Swainson needs to bring the same touch he used at IBM to stifle BEA to the myriad number of point products that make up the portfolio of software known as Computer Associates. Swainson definitely has the technical chops to sort the CA product morass and has already identified as a ripe opportunity the access management category where CA has its recently acquired Netegrity portal software and a number of related identity management and security tools that can be coupled with Unicenter. Swainson also readily admits that CA will develop and acquire new products in this space to be more competitive. That's a good thing because it expands the solution set, but it also introduces a broader number of products bearing more incompatible source code that in the short term exacerbates the challenges facing CA.
Swainson's most recent post at IBM, where he served as head of software sales after leading the Websphere team, served to sharpen his skills in terms of bringing products to market. It has also given him first hand knowledge of the challenges associated with the being in the channel.
For instance, he already knows that sales and marketing is another area where CA's shotgun approach needs to become more focused and tightly integrated. Today, CA has a direct sales force that pays lip service to channel partners, a group of nascent channel partners that it is still trying to develop with the help of a $25 million call center effort that generates semi-qualified leads and new efforts to sell software direct on its Web site and through retail.
Alas, chasing everything and anything does not exactly qualify as a strategy. Worse yet, the company took the opportunity this week to announce the cancellation of its partner conference. That decision, coupled with the reshuffling of channel chief duties between of a highly visible George Kafkarkou and Jim Tedesco, who managed the CA call center effort, is enough to leave anyone with deep reservations about CA's commitment to the channel. To his credit, Swainson supports the decision to cancel the event, but thinks he can pull together a better event before the end of 2005.
The good news is that Swainson is pro-channel and sees partners as largely an untapped resource. In fact, one of the first things he said without prompting in his introductory conference with press and analysts is that CA would take a less adversarial approach with its partners.

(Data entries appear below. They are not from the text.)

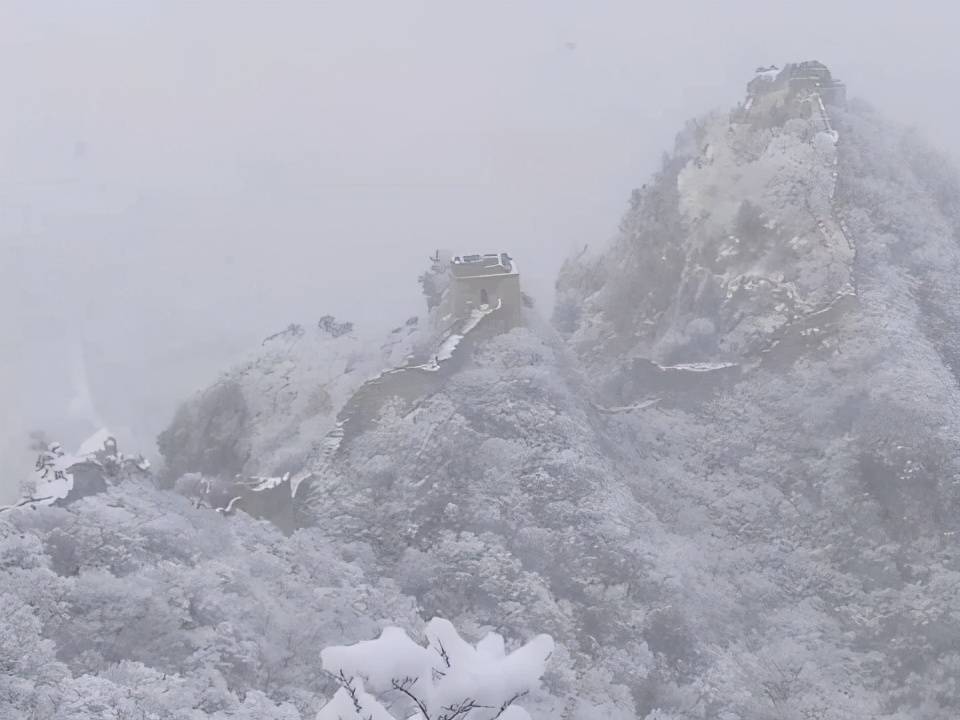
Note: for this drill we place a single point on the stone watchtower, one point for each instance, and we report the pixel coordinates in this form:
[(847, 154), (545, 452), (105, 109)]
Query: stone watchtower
[(486, 283)]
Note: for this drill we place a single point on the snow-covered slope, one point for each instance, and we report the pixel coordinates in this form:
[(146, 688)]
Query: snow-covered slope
[(271, 412)]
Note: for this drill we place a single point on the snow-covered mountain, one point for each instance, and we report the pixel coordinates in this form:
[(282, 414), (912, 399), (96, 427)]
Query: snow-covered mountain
[(723, 479)]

Given a few weeks to acclimate himself to life in the Byzantheum that is CA, Swainson will probably discover that many of the issues confronting CA today are similar to the same issues facing IBM a few years ago. Back then, IBM was struggling financially, it wasn't particularly well liked by its customers or channel partners and it didn't seem to have any particular product strategy. So as the immortal Yogi Berra once said, it's deja vu all over again.